That question is not open when it comes to the young Israelis who were murdered by Hamas at a music festival in the Negev Desert.
Edit: In the comments, AFT points out that the distinction between transitive and intransitive verbs is not the same as the distinction between active and passive voice. An example of the latter distinction would be “The Israelis killed the Palestinians” versus “The Israelis were killed by the Palestinians”. I have seen enough evidence of the journalistic preference for headlines in which Israelis actively, dynamically, kill specified people versus those in which Israelis are killed by unspecified people, and vice versa for Palestinians, that I think I can leave the double meaning of “passive” in my post title unchanged. If you have seen a particularly egregious example of either distinction, add it to the comments.
This is the hierarchy:
1. A killed B.
2. B was killed by A.
3. B was killed. (No killer specified.)
4. B died after some event. (Whether or not their death was a result of that event is left unspecified.)

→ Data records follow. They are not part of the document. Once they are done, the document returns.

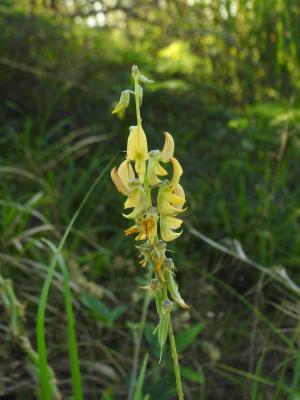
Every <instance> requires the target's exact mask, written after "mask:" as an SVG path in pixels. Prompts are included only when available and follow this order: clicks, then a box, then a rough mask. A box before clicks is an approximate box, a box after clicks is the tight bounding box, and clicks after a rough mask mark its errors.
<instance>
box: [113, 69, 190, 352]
mask: <svg viewBox="0 0 300 400" xmlns="http://www.w3.org/2000/svg"><path fill="white" fill-rule="evenodd" d="M132 76H133V78H134V82H135V90H134V91H132V90H128V89H127V90H125V91H124V92H122V94H121V97H120V100H119V103H118V104H117V105H116V107H115V109H114V110H113V113H119V112H123V111H124V110H125V109H126V108H127V107H128V105H129V103H130V95H131V94H133V95H134V96H135V102H136V113H137V125H136V126H132V127H131V128H130V130H129V136H128V140H127V151H126V157H125V160H124V161H123V162H122V163H121V164H120V166H119V167H118V168H116V167H115V168H113V170H112V171H111V178H112V181H113V183H114V185H115V187H116V189H117V190H118V191H119V192H120V193H121V194H122V195H124V196H125V197H126V199H125V202H124V209H125V210H127V209H130V211H129V213H127V214H123V216H124V217H125V218H127V219H129V220H133V225H132V226H131V227H130V228H128V229H126V230H125V235H126V236H129V235H136V236H135V240H137V241H139V242H141V243H140V244H139V245H138V246H137V248H138V249H139V251H140V257H141V259H142V260H141V261H140V265H141V266H142V267H147V266H148V267H149V268H151V270H152V271H154V274H155V279H152V280H151V282H150V283H149V284H148V285H146V286H144V289H147V290H148V291H149V293H150V295H151V296H152V297H154V298H155V302H156V309H157V313H158V316H159V324H158V326H157V329H156V330H157V331H158V340H159V344H160V346H161V351H162V349H163V346H164V344H165V342H166V338H167V335H168V329H169V326H170V324H171V316H170V315H171V311H172V309H173V303H172V301H170V300H169V298H168V296H169V297H170V298H171V299H172V300H173V301H175V302H176V303H177V304H178V305H179V306H180V307H182V308H184V309H188V308H189V306H188V305H187V304H186V303H185V302H184V300H183V299H182V297H181V295H180V294H179V290H178V286H177V283H176V281H175V266H174V262H173V260H172V259H171V258H167V256H166V251H167V246H166V243H165V242H170V241H173V240H175V239H176V238H178V237H179V236H180V235H181V234H182V230H180V229H181V225H182V223H183V221H182V219H180V218H178V215H179V214H181V213H183V212H184V211H185V210H186V208H184V204H185V193H184V190H183V187H182V186H181V185H180V179H181V176H182V174H183V170H182V167H181V165H180V163H179V161H178V160H177V159H176V158H175V157H174V150H175V144H174V139H173V137H172V135H171V134H170V133H168V132H165V133H164V144H163V147H162V149H161V150H151V151H148V143H147V137H146V134H145V131H144V129H143V127H142V119H141V116H140V104H141V100H142V93H143V90H142V88H141V86H140V85H139V81H140V82H144V83H149V82H151V81H149V80H148V79H147V78H146V77H145V76H143V75H141V74H140V72H139V71H138V69H137V67H136V66H134V67H133V73H132Z"/></svg>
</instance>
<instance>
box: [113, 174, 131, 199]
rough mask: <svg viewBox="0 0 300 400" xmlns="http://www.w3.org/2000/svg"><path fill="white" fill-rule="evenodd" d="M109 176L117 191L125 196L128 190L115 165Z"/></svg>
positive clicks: (128, 189) (126, 186) (127, 191)
mask: <svg viewBox="0 0 300 400" xmlns="http://www.w3.org/2000/svg"><path fill="white" fill-rule="evenodd" d="M110 176H111V179H112V181H113V183H114V184H115V187H116V188H117V191H118V192H121V193H123V194H124V195H125V196H128V195H129V193H130V190H129V188H128V187H127V186H126V185H125V184H124V182H123V181H122V179H121V177H120V175H119V174H118V170H117V168H116V167H115V168H113V169H112V170H111V173H110Z"/></svg>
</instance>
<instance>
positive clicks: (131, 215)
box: [123, 184, 149, 219]
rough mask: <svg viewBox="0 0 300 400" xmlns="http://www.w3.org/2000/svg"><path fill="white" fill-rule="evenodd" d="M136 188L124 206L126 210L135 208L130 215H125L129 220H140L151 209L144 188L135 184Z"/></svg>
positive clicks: (126, 201)
mask: <svg viewBox="0 0 300 400" xmlns="http://www.w3.org/2000/svg"><path fill="white" fill-rule="evenodd" d="M134 186H136V188H135V189H133V190H132V191H131V192H130V193H129V196H128V199H127V200H126V201H125V204H124V209H127V208H133V211H132V212H131V213H130V214H123V216H124V217H125V218H128V219H136V218H139V217H140V216H141V215H142V214H143V213H144V212H145V210H146V209H147V208H148V207H149V199H148V197H147V194H146V193H145V190H144V188H143V187H142V186H141V185H139V184H135V185H134Z"/></svg>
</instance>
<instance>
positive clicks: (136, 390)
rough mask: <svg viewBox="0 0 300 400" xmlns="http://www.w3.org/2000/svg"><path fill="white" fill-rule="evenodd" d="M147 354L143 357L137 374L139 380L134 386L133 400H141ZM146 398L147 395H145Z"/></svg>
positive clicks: (145, 372)
mask: <svg viewBox="0 0 300 400" xmlns="http://www.w3.org/2000/svg"><path fill="white" fill-rule="evenodd" d="M148 358H149V354H148V353H147V354H146V355H145V357H144V361H143V365H142V368H141V371H140V374H139V379H138V381H137V384H136V388H135V392H134V396H133V400H143V399H144V397H143V384H144V380H145V374H146V368H147V363H148ZM146 397H147V395H146Z"/></svg>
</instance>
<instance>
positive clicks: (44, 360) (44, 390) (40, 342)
mask: <svg viewBox="0 0 300 400" xmlns="http://www.w3.org/2000/svg"><path fill="white" fill-rule="evenodd" d="M114 159H115V157H114V158H113V159H111V161H110V162H109V163H108V165H107V166H106V167H105V168H104V170H103V171H102V172H101V174H99V176H98V177H97V179H96V180H95V182H94V183H93V184H92V186H91V187H90V189H89V190H88V192H87V193H86V195H85V197H84V199H83V200H82V202H81V204H80V206H79V207H78V209H77V210H76V212H75V214H74V215H73V217H72V219H71V221H70V223H69V225H68V226H67V228H66V230H65V233H64V235H63V237H62V239H61V241H60V243H59V245H58V248H57V252H56V253H55V254H54V256H53V258H52V261H51V264H50V267H49V270H48V274H47V277H46V280H45V283H44V286H43V289H42V293H41V297H40V301H39V306H38V313H37V324H36V338H37V349H38V354H39V376H40V394H39V397H40V399H41V400H51V397H52V389H51V385H50V382H49V374H48V365H47V347H46V339H45V311H46V304H47V299H48V294H49V289H50V286H51V281H52V278H53V275H54V271H55V267H56V265H57V262H58V258H59V254H60V253H61V251H62V249H63V247H64V244H65V242H66V240H67V238H68V236H69V234H70V232H71V230H72V227H73V225H74V223H75V221H76V219H77V218H78V216H79V214H80V212H81V210H82V209H83V207H84V205H85V204H86V202H87V200H88V199H89V197H90V195H91V194H92V192H93V191H94V189H95V188H96V186H97V184H98V183H99V181H100V180H101V179H102V177H103V176H104V175H105V173H106V171H107V170H108V169H109V167H110V166H111V164H112V163H113V161H114Z"/></svg>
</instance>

5. B died at a given location or time, such as “in the Negev desert”, from which the reader who keeps up with the news might be able to deduce that the death was not natural.
A related strategy for avoiding naming murderers from a protected group is to blame it all on the instrument. This might be called the “killer car” strategy, as perfected by the Washington Post’s infamous reference to “the Waukesha tragedy caused by a SUV”.